Where was he from? Well, he explained, he told passengers that he was from the Soviet Union, but he was really from the Ukraine. Most Americans didn't know the difference.
He'd been offered a job with the Ukrainian language service of the Voice of America, but he had turned it down because he ``made twice as much money driving a cab.''
Inevitably, our conversation turned to life in his homeland, and Mr. Gorbachev, and the new policy of ``glasnost,'' or openness.
``I listen to all he [Gorbachev] says, but I don't see no real change,'' said my cab-driver friend.
And then: ``Look what he says about the blacks.

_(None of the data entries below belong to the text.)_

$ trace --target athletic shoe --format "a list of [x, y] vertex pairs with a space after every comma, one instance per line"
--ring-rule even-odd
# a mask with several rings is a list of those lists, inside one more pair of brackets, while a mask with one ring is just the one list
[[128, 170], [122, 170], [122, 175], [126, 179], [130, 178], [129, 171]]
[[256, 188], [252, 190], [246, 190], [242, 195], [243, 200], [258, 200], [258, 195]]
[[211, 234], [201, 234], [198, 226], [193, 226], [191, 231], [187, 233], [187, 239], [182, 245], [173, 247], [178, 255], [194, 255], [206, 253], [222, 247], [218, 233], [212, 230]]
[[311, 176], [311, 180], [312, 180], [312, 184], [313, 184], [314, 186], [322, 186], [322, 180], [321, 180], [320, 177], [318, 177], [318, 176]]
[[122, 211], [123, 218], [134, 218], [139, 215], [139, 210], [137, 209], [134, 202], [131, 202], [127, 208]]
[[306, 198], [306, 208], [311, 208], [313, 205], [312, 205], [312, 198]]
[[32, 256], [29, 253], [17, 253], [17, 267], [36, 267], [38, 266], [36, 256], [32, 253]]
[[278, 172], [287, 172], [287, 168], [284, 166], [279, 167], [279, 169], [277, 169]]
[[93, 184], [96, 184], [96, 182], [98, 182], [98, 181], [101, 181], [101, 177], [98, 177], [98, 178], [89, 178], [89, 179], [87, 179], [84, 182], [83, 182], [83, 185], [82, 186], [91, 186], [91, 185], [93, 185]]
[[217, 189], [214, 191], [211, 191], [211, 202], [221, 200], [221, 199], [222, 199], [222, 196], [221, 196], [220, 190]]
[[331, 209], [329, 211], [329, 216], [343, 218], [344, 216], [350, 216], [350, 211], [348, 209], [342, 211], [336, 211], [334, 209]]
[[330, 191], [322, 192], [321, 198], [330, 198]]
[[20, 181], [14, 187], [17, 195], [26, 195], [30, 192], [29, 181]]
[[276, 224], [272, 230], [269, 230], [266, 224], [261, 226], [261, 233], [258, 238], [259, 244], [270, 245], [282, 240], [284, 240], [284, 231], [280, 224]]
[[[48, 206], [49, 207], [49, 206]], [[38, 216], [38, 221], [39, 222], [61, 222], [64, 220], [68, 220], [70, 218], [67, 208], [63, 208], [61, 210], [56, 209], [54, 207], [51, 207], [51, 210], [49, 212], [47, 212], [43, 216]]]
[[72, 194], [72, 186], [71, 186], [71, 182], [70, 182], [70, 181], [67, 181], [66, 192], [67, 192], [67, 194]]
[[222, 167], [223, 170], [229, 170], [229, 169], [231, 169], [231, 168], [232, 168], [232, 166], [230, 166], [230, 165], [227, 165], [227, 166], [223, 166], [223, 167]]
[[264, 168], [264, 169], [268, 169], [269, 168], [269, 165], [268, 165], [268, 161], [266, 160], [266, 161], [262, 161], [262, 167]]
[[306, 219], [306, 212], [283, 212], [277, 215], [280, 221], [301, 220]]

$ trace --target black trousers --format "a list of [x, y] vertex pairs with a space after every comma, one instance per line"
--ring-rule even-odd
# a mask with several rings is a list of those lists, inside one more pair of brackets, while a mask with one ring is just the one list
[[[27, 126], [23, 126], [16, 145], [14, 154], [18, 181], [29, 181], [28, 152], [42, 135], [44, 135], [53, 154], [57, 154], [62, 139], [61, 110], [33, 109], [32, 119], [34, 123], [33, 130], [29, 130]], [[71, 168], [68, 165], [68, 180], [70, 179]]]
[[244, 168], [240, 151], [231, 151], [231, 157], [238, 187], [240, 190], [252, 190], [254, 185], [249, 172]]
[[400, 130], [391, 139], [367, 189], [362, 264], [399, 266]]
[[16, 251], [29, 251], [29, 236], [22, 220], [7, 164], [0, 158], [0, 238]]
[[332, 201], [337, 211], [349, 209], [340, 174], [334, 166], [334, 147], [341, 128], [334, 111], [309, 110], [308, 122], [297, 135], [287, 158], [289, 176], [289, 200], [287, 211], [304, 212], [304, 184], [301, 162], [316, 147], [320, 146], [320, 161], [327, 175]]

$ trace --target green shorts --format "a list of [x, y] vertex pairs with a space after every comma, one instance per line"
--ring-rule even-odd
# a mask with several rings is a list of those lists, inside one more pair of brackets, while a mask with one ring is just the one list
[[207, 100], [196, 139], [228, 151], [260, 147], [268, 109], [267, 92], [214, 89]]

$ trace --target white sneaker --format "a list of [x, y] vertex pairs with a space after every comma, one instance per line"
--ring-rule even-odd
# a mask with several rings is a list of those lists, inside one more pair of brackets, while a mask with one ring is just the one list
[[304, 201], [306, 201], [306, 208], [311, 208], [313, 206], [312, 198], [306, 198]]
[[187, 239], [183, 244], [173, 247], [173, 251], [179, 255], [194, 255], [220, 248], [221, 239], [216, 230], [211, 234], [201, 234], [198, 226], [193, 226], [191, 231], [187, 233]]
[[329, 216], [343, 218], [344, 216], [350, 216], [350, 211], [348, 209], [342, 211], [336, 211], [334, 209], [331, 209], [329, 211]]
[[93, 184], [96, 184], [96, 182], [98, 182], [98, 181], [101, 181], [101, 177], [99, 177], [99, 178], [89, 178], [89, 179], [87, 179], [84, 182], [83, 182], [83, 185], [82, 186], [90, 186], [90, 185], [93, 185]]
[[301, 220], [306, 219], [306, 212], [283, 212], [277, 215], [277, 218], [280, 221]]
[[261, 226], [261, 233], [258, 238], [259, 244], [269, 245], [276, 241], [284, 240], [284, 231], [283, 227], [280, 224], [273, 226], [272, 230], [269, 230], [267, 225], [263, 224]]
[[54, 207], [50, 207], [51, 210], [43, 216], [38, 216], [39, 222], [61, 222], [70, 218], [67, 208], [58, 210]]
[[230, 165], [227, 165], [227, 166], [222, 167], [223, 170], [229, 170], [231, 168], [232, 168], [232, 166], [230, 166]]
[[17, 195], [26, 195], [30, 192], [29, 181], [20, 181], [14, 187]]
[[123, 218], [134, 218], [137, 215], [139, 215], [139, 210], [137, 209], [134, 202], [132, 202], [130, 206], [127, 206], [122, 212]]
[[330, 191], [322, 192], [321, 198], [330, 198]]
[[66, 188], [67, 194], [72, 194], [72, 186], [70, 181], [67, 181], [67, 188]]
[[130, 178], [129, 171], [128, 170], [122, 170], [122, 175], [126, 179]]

We'd better get Jesse Jackson to go over there and straighten him out.''
The driver was referring to recent reports of remarks by Gorbachev on racial minorities in the United States. After a session with a visiting US congressional delegation, Mr. Gorbachev was quoted as suggesting separate homelands for blacks, Puerto Ricans, and Polish-Americans.
It is being cited as an example of continuing Soviet insensitivity on human rights, despite all the protestations of ``glasnost.''
We drove along just a few miles away from where hundreds of demonstrators were picketing the Virginia headquarters of the Central Intelligence Agency. The demonstrators were relatively orderly. The police who hauled them off were relatively gentle.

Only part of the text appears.